De volta à vida humana, vamos pensar nos brasileiros que vão viver até aproximadamente 80 anos. Suponhamos que essas pessoas comecem a trabalhar aos 20 e poucos anos e, após 35 anos de trabalho, estejam se aposentando, por volta dos 60 anos. Nesse caso, terão mais cerca de 20 anos para viver. Como se sustentarão?

Só vislumbramos quatro hipóteses: baixarão sensivelmente seu padrão de vida; serão sustentadas por alguém; cancelarão a aposentadoria e terão que trabalhar, no mesmo ritmo, até a morte, querendo ou não; ou viverão do que acumularam e terão mais liberdade para fazer escolhas nesse tempo de vida. Se não tiverem reprimido excessos de consumo e poupado, seja na forma de imóveis, terras, investimentos, o que for, fatalmente cairão em uma das três primeiras hipóteses, todas indesejáveis.

Você já parou para pensar quanto é necessário poupar para viver no mesmo padrão pelos próximos 20 anos?

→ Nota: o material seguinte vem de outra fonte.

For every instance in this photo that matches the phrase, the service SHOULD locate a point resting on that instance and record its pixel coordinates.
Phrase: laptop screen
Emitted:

Se os 35 anos de trabalho (entre 25 e 60 anos) precisam, na verdade, sustentar 55 anos (35 de atividade obrigatória mais 20 a decorrer entre os 60 e os 80 anos), é necessário economizar o equivalente a mais da metade do obtido, aproximadamente 57%. Isto é, se você recebe mensalmente R$ 10 mil (líquidos), terá de poupar R$ 5.700.

Dito de outra forma: durante a fase de trabalho, algo próximo a sete meses da receita anual deveria ser poupado para sustentar outros sete meses do período posterior aos 60 anos. Ou seja, seria preciso viver cada ano com apenas 43% do obtido no período, o que, para a imensa maioria das pessoas, representaria uma abrupta queda do padrão de vida. Todo esse esforço, no entanto, ainda não bastaria. Seria, também, necessário acrescer à reserva o suficiente para compensar a desvalorização do poder de compra dos recursos economizados e o aumento de custos fixos durante a velhice, além das mudanças sociais que tendem a elevar necessidades de consumo.

Basta comparar as despesas básicas de uma família de classe média alta há 50 anos às despesas atuais de uma família do mesmo padrão. Hoje, há uma infinidade de bens de consumo antes inexistentes (como telefone celular e TV a cabo), além de gastos com lazer, viagens, educação, saúde e bem-estar. Desta forma, financiar a aposentadoria com a simples economia da remuneração mensal torna-se inviável. Por isso, não basta poupar - é preciso investir. Investir é empregar o dinheiro poupado em aplicações que rendam juros ou outras formas de ganho de capital. Há uma infinidade de opções: ações, debêntures, fundos de investimento, títulos públicos, CDBs, LCI (Letras de Crédito Imobiliário) etc., cada um com suas características e riscos.

Historicamente, o investidor brasileiro tem concentrado grande parte dos seus investimentos na categoria de renda fixa, um movimento natural reflexo da alta taxa de juros brasileira dos últimos 50 anos. Entretanto, é importante pontuar que a renda fixa hoje rende menos de 2% além da inflação, o que faria com que o investidor tivesse que poupar 50 vezes o seu custo anual hoje para acumular uma reserva capaz de gerar a renda necessária para manter o seu padrão de vida após a aposentadoria.

Por isso, uma opção é contar com o auxílio de um profissional especializado no assunto e ter uma carteira líquida, diversificada e eficiente, que poderá almejar rentabilidade próxima a 6% ao ano, além da inflação. Isso significaria a necessidade de uma poupança três vezes menor, o que torna-se muito mais viável para o investidor. Além disso, desconfie de promessas muito tentadoras e de ganhos exorbitantes a curto prazo.

Lembre-se: independentemente do volume do patrimônio, a motivação da poupança está sempre no futuro, seja a aposentadoria, a manutenção de várias gerações de uma família ou a perenidade de uma instituição. Quem poupa negocia entre o prazer presente e a segurança do futuro.